Forum for Science, Industry and Business

Sponsored by:     3M 
Search our Site:

 

Cancer by remote-control: Overlooked DNA shuffling drives deadly paediatric brain tumour

24.06.2014

One of the deadliest forms of paediatric brain tumour, Group 3 medulloblastoma, is linked to a variety of large-scale DNA rearrangements which all have the same overall effect on specific genes located on different chromosomes.

The finding, by scientists at the European Molecular Biology Laboratory (EMBL), the German Cancer Research Centre (DKFZ), both in Heidelberg, Germany, and Sanford-Burnham Medical Research Institute in San Diego, USA, is published online today in Nature.

To date, the only gene known to play an important role in Group 3 medulloblastoma was a gene called MYC, but that gene alone couldn’t explain some of the unique characteristics of this particular type of medulloblastoma, which has a higher metastasis rate and overall poorer prognosis than other types of this childhood brain tumour.

To tackle the question, Jan Korbel’s group at EMBL and collaborators at DKFZ tried to identify new genes involved, taking advantage of the large number of medulloblastoma genome sequences now known. “We were surprised to see that in addition to MYC there are two other major drivers of Group 3 medulloblastoma – two sister genes called GFI1B and GFI1,” says Korbel.

“Our findings could be relevant for research on other cancers, as we discovered that those genes had been activated in a way that cancer researchers don’t usually look for in solid tumours.” Rather than take the usual approach of looking for changes in individual genes, the team focused on large-scale rearrangements of the stretches of DNA that lie between genes. 

They found that the DNA of different patients showed evidence of different rearrangements: duplications, deletions, inversions, and even complex alterations involving many ‘DNA-shuffling’ events.
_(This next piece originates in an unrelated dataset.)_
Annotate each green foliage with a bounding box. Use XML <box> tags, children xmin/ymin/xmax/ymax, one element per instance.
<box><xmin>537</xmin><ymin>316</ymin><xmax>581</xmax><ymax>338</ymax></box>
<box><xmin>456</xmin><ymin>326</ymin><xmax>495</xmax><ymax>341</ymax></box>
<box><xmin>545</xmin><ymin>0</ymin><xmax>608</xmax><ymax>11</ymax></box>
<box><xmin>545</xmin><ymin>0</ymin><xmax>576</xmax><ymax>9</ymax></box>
This wide array of genetic changes had one effect in common: they placed GFI1B close to highly active enhancers – stretches of DNA that can dramatically increase gene activity. So large-scale DNA changes relocate GFI1B, activating this gene in cells where it would normally be switched off.

And that, the researchers surmise, is what drives the tumour to form. “Nobody has seen such a process in solid cancers before,” says Paul Northcott from DKFZ, “although it shares similarities with a phenomenon implicated in leukaemias, which has been known since the 80s.”

GFI1B wasn’t affected in all cases studied, but in many patients where it wasn’t, a related gene with a similar role, GFI1, was. GFI1B and GFI1 sit on different chromosomes, and interestingly, the DNA rearrangements affecting GFI1 put it next to enhancers sitting on yet other chromosomes. But the overall result was identical: the gene was activated, and appeared to drive tumour formation.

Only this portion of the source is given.